The Meet the Artisan project is yet another project inspired during COVID related lockdown here in Melbourne ~ it is a Taste with the Toji ‘spin-off’ series with a strong focus on Japanese pottery; showcasing current potters working in Japan and keeping tradition and culture alive through their work. Pottery culture in Japan, of course, has a strong connection to Sake culture, hence this being the perfect project to compliment the popular Sake focused series, Taste with the Toji.
The seed for the Meet the Artisan project was planted when, during an online Sake Social event I organised in July 2020, participant and pottery expert, Robert Yellin gave attendees a short, impromptu virtual tour of his beautiful gallery: Robert Yellin Yakimono Gallery. I then suggested we should do a session dedicated to pottery for the Taste with the Toji audience, as the connection between the two ‘crafts’ or ‘cultures’ of Sake & Pottery were intwined in many important and beautiful ways.
On 18 August, Robert treated the TWTT audience to a wonderful presentation on Bizen Pottery as well as touching on the broader, general history of pottery in Japan. From there, the interest grew, from both myself and the wider TWTT audience. I asked Robert whether he thought a Meet the Artisan series was something we could collaborate on, giving some of the pottery ‘artisans’ of Japan a chance to tell their story and present their work to an audience that may otherwise not have the chance to be introduced to their work and/or hear their story. With Robert’s enthusiasm and assistance, we were able to launch the Meet the Artisan series on 31 August, with session 1 featuring Bizen potter, Jumpei Kaneshige.
Meet the Artisan session information and overviews will be updated below, with the most recent session/s at the top of the feed. Please scroll down for earlier sessions.
For more information on Japanese pottery in general, I highly recommend visiting Robert Yellin’s website here.
About the Artisan: Takehito Nakajima was born in Kaga City (Yamanaka) Ishikawa in 1969.

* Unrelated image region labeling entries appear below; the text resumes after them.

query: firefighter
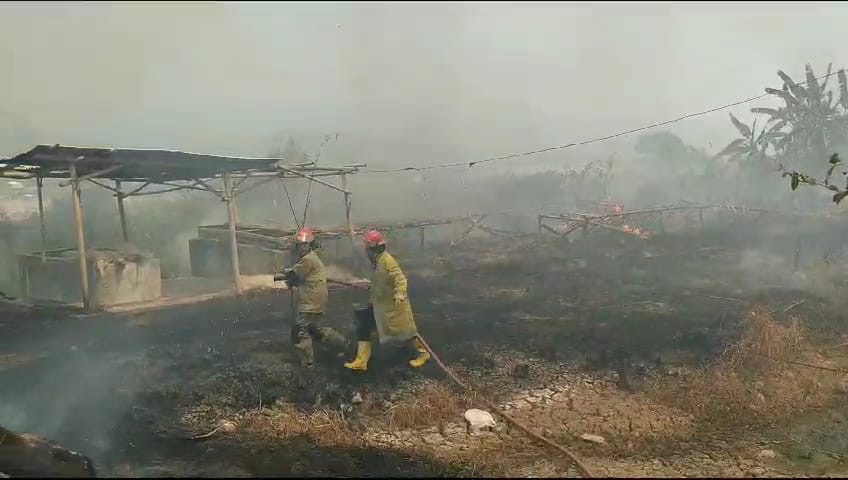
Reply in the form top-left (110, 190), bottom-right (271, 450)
top-left (344, 230), bottom-right (430, 371)
top-left (283, 228), bottom-right (347, 368)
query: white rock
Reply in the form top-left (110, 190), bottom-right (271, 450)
top-left (218, 420), bottom-right (236, 433)
top-left (757, 449), bottom-right (777, 459)
top-left (464, 408), bottom-right (497, 433)
top-left (580, 433), bottom-right (607, 444)
top-left (423, 433), bottom-right (445, 445)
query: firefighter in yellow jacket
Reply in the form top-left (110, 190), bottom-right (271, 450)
top-left (283, 228), bottom-right (347, 367)
top-left (345, 230), bottom-right (430, 371)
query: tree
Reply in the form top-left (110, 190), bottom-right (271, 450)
top-left (716, 113), bottom-right (768, 161)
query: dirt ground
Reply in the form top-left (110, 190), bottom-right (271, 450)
top-left (0, 216), bottom-right (848, 477)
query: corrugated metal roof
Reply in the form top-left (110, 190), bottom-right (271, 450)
top-left (0, 145), bottom-right (280, 180)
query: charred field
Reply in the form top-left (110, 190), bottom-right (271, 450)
top-left (0, 214), bottom-right (848, 477)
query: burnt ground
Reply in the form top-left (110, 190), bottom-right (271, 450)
top-left (0, 218), bottom-right (842, 477)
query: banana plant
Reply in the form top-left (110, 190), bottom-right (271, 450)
top-left (751, 64), bottom-right (848, 158)
top-left (716, 113), bottom-right (768, 162)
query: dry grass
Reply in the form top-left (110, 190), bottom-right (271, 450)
top-left (384, 382), bottom-right (471, 430)
top-left (241, 405), bottom-right (361, 445)
top-left (649, 310), bottom-right (836, 428)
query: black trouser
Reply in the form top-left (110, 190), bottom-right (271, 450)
top-left (353, 305), bottom-right (377, 342)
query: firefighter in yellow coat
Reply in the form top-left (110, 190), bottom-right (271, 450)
top-left (281, 228), bottom-right (347, 367)
top-left (345, 230), bottom-right (430, 371)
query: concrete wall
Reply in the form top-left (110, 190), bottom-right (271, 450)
top-left (18, 251), bottom-right (162, 306)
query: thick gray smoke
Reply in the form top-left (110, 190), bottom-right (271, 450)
top-left (0, 2), bottom-right (848, 466)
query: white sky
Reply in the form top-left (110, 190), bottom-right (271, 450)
top-left (0, 2), bottom-right (848, 172)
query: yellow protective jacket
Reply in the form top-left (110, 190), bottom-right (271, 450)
top-left (370, 252), bottom-right (418, 343)
top-left (292, 250), bottom-right (328, 313)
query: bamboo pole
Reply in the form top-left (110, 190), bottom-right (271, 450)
top-left (224, 172), bottom-right (241, 294)
top-left (35, 175), bottom-right (47, 263)
top-left (115, 180), bottom-right (130, 242)
top-left (70, 163), bottom-right (91, 310)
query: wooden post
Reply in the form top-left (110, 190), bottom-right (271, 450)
top-left (536, 215), bottom-right (542, 245)
top-left (224, 172), bottom-right (241, 294)
top-left (339, 173), bottom-right (366, 274)
top-left (340, 174), bottom-right (356, 242)
top-left (115, 180), bottom-right (130, 242)
top-left (35, 175), bottom-right (47, 263)
top-left (71, 163), bottom-right (91, 310)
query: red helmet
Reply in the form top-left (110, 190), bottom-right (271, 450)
top-left (294, 227), bottom-right (315, 243)
top-left (365, 230), bottom-right (386, 248)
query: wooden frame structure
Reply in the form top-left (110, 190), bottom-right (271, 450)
top-left (537, 204), bottom-right (806, 242)
top-left (0, 145), bottom-right (366, 309)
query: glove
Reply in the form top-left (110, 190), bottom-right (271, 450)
top-left (274, 268), bottom-right (297, 287)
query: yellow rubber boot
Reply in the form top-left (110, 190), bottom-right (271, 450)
top-left (345, 342), bottom-right (371, 372)
top-left (409, 338), bottom-right (430, 368)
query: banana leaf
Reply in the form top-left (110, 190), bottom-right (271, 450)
top-left (822, 62), bottom-right (833, 92)
top-left (716, 138), bottom-right (749, 158)
top-left (804, 63), bottom-right (821, 105)
top-left (777, 70), bottom-right (807, 100)
top-left (729, 113), bottom-right (751, 137)
top-left (766, 88), bottom-right (798, 106)
top-left (751, 107), bottom-right (786, 119)
top-left (836, 69), bottom-right (848, 108)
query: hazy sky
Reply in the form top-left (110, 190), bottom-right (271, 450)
top-left (0, 2), bottom-right (848, 171)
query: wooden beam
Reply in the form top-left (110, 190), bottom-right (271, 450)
top-left (70, 163), bottom-right (91, 310)
top-left (280, 167), bottom-right (350, 194)
top-left (115, 180), bottom-right (130, 242)
top-left (339, 174), bottom-right (356, 242)
top-left (59, 163), bottom-right (123, 187)
top-left (35, 175), bottom-right (47, 262)
top-left (224, 173), bottom-right (241, 294)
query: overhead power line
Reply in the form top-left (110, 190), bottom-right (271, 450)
top-left (359, 73), bottom-right (834, 174)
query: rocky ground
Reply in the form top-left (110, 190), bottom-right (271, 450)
top-left (0, 217), bottom-right (848, 477)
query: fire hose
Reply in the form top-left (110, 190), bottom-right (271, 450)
top-left (327, 278), bottom-right (593, 478)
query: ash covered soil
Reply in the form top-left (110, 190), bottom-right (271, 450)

Nakajima was born and raised in Kaga City, Ishikawa Prefecture and studied under his father, learning the craft of Yamanaka lacquerware, one of the town’s traditional crafts.
Nakajima is also a lover of sake and, amongst his creations, he crafts a lot of sake cups. Nakajima has created many prototypes of sake cups to study and perfect the thinness of the lip/mouth, the angle of the body, and the difference in the warp of the edges. He says he likes to study how the sake cup touches the mouth and how the aroma and taste of sake change.
Session overview: Session 4 of Meet the Artisan took place on Thursday 15 April 2021.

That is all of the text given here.